Kegiatan yang dilaksanakan pada Rabu (28/1/2026) sebagai upaya mendukung penerapan pertanian yang efisien dan ramah lingkungan.

Program ini tersebut menyasar petani dan warga desa. Mereka selama ini masih melakukan pemupukan secara manual dengan cara menabur pupuk di permukaan tanah, sehingga penyerapan nutrisi oleh akar tanaman belum optimal.

Pemanfaatan pipa sebagai alat pemupukan sederhana dilakukan dengan menggunakan pipa PVC bekas yang dipotong sesuai ukuran dan dilubangi pada bagian bawah. 

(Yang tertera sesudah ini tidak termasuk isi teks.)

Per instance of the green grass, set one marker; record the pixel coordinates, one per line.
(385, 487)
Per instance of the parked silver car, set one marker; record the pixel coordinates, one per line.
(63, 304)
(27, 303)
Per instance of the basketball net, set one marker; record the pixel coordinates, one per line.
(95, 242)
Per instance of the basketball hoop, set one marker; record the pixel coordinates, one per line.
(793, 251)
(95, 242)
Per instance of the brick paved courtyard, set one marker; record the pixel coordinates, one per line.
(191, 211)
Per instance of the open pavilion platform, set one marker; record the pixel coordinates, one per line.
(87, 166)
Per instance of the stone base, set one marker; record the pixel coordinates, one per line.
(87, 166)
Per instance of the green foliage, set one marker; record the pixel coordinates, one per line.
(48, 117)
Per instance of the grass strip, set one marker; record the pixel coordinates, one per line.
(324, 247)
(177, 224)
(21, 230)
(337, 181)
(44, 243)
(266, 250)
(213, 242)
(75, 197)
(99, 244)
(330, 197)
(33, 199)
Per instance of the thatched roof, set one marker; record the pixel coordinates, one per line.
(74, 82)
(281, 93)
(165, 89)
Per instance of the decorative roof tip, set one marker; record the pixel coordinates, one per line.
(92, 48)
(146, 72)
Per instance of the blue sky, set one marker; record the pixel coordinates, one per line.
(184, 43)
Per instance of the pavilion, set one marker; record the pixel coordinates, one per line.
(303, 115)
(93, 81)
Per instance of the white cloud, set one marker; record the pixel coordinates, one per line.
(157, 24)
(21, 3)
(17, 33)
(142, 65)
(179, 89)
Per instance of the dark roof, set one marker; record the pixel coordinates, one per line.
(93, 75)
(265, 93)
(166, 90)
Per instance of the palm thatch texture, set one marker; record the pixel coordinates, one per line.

Pipa kemudian ditancapkan di dekat perakaran tanaman dan berfungsi sebagai media penyalur pupuk cair maupun pupuk larut air langsung ke zona akar. Metode ini memungkinkan pupuk terserap lebih efektif serta mengurangi pemborosan.

Program ini bertujuan meningkatkan efisiensi pemupukan, menghemat penggunaan pupuk, serta meminimalkan dampak pencemaran lingkungan akibat pemupukan berlebih.

Selain itu, alat ini mudah dibuat, berbiaya rendah, dan dapat diaplikasikan masyarakat dengan memanfaatkan bahan yang tersedia di sekitar lingkungan.

Pelaksanaan kegiatan diawali dengan sosialisasi kepada masyarakat mengenai manfaat dan cara kerja alat pemupukan sederhana tersebut.

Selanjutnya, mahasiswa KKN melakukan demonstrasi pembuatan dan penggunaan alat secara langsung di lahan pertanian agar masyarakat dapat memahami langkah-langkah penerapannya secara jelas.

Kepala Desa Bonto Salluang, Marsuki SSos mengapresiasi kegiatan yang dilakukan mahasiswa KKN Unhas.

“Atas nama Pemerintah Desa Bonto Salluang, saya mengucapkan terima kasih dan apresiasi kepada adik-adik KKN Unhas Gelombang 115 yang telah mengajarkan pemanfaatan pipa sebagai alat pemupukan sederhana," kata Marsuki.

Kegiatan ini diharapkan dapat menjadi alternatif teknologi tepat guna yang berkelanjutan. Ia menambahkan, masyarakat menyambut kegiatan tersebut dengan antusias karena dinilai praktis, mudah diterapkan, dan bermanfaat dalam meningkatkan hasil pertanian.

Melalui kegiatan ini, Marsuki berharap masyarakat Desa Bonto Salluang dapat mengadopsi metode pemupukan yang lebih efektif dan ramah lingkungan guna mendukung ketahanan pangan serta pertanian berkelanjutan di tingkat desa.